Bei durch Chemotherapeutika (Docetaxel, Trastuzumab) verursachtem Trichiasis induziert das Medikament eine chronische Entzündung und interstitielle Fibrose im Lidgewebe 3). Die Abnahme der Bindehaut-Becherzellen führt zu schwerem trockenem Auge, und eine Plattenepithelmetaplasie der Schleimhaut schreitet fort 3). Eine abnormale Differenzierung von nicht verhornendem mehrschichtigem Epithel zu nicht sekretorischem verhornendem Epithel verursacht eine Degeneration der Meibom-Drüsen und Trichiasis mit narbigem Entropion 3).

Trachomatöses Trichiasis entsteht als Folge einer Bindehautvernarbung durch wiederholte Infektion mit C. trachomatis. Die Kontraktion des Narbengewebes führt zu einer Adduktion des Lidrandes und der Wimpern, die mit der Hornhaut in Kontakt kommen 1). Die postoperative Rezidivierung umfasst anhaltende aktive Bindehautentzündung, altersbedingte degenerative Veränderungen des Lidgewebes und den präoperativen Schweregrad des Trichiasis 1).

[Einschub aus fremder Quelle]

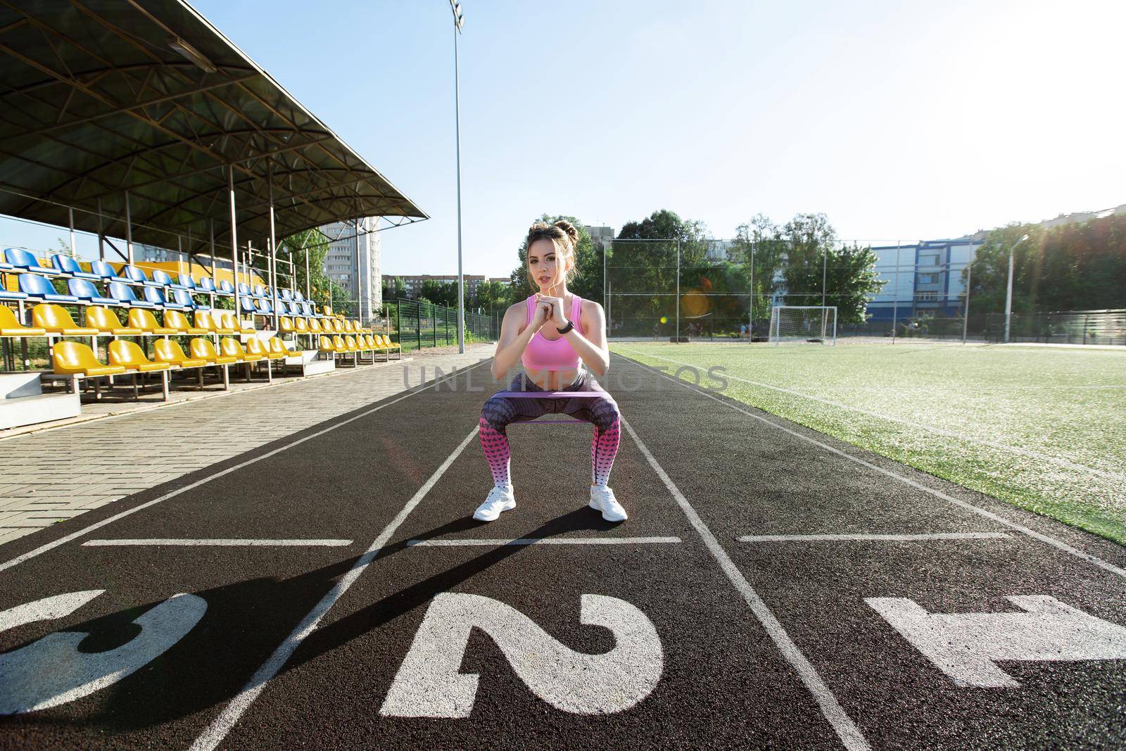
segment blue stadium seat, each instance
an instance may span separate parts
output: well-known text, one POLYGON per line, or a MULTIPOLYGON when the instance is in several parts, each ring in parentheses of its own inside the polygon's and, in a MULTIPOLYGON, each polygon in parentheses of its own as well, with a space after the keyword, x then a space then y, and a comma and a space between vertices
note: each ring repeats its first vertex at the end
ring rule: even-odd
POLYGON ((95 272, 99 278, 106 281, 119 281, 122 284, 129 284, 128 277, 118 276, 114 267, 106 261, 90 261, 90 270, 95 272))
POLYGON ((168 271, 163 271, 161 269, 152 270, 152 280, 159 284, 161 287, 172 286, 172 277, 168 275, 168 271))
POLYGON ((62 253, 55 253, 51 257, 51 262, 54 265, 55 270, 59 274, 66 274, 72 277, 78 277, 79 279, 100 279, 97 274, 89 274, 82 270, 82 267, 78 265, 70 256, 63 256, 62 253))
POLYGON ((180 305, 179 303, 169 302, 169 299, 164 297, 164 293, 162 293, 160 289, 157 289, 157 287, 145 287, 144 298, 148 299, 153 305, 155 305, 157 307, 167 307, 173 311, 184 310, 184 305, 180 305))
POLYGON ((68 279, 66 287, 70 293, 81 299, 83 303, 92 303, 93 305, 117 305, 117 301, 113 297, 106 297, 98 288, 93 286, 93 283, 89 279, 68 279))
POLYGON ((36 274, 54 274, 54 269, 48 269, 44 266, 39 266, 39 261, 36 260, 35 256, 27 252, 26 250, 20 250, 19 248, 9 248, 3 251, 5 257, 7 257, 8 262, 17 269, 25 269, 27 271, 35 271, 36 274))
POLYGON ((138 269, 135 266, 126 266, 125 268, 122 269, 122 271, 125 272, 125 276, 127 276, 129 278, 129 281, 132 281, 133 284, 143 284, 146 287, 163 286, 150 279, 149 275, 146 275, 142 269, 138 269))
POLYGON ((19 290, 26 292, 28 297, 42 299, 48 303, 78 302, 78 297, 74 295, 60 295, 55 292, 54 286, 51 284, 51 279, 42 277, 38 274, 20 274, 19 290))
POLYGON ((185 309, 187 309, 189 311, 191 311, 191 310, 196 310, 196 311, 209 311, 211 310, 211 305, 204 305, 202 303, 197 303, 191 297, 191 295, 188 294, 187 289, 173 289, 172 290, 172 299, 176 302, 177 305, 182 305, 185 309))
POLYGON ((128 305, 129 307, 157 307, 148 299, 137 299, 137 296, 133 294, 133 287, 120 281, 109 283, 109 296, 116 299, 118 305, 128 305))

Eine Metaanalyse von 18 Studien ergab, dass die postoperative Rezidivrate des trachomatösen Trichiasis 19 % (gepoolter Wert) beträgt 1). Die postoperative Einmalgabe von Azithromycin reduzierte die Rezidivrate signifikant 1). Regelmäßiges Training der Operateure, engmaschige postoperative Nachsorge und Patientenaufklärung gelten als unerlässlich zur Rezidivvermeidung 1).

Die Buccal-Plug-Technik wurde als minimalinvasiver Ansatz unter Vermeidung einer Konjunktivalinzision beschrieben 2). Im Vergleich zur konventionellen Tarsalrotation hat sie geringere ästhetische Auswirkungen und könnte eine nützliche Option für lokalisierte narbige Entropien und Trichiasis darstellen 2).

Mehrere Fälle von narbigem Entropium und Trichiasis unter Docetaxel und Trastuzumab wurden berichtet 3). Da die Rezidive nach Operation anhalten, solange der chronische Entzündungsprozess fortbesteht, wird ein Ansatz bevorzugt, der die konservative Behandlung priorisiert und auf das Abklingen der Entzündung wartet 3). Eine frühzeitige Zusammenarbeit zwischen Onkologen und Augenarzt ist wichtig 3).

  1. Adimassu NF, Assem AS, Fekadu SA. Postoperative trachomatous trichiasis: a systematic review and meta-analysis study. Int Health. 2023;15:623-629.
  1. Saffari PS, Roelofs KA, Rootman DB. The buccal plug: A technique for management of focal cicatricial entropion and trichiasis. Indian J Ophthalmol. 2025;73:305-306.
  1. Galindo-Ferreiro A, de Prado Otero DS, Marquez PIG, Schellini S. Recurrent and recalcitrant upper lid cicatricial entropion following combined chemotherapy: Clinical and pathology correlation. Saudi J Ophthalmol. 2021;35:347-349.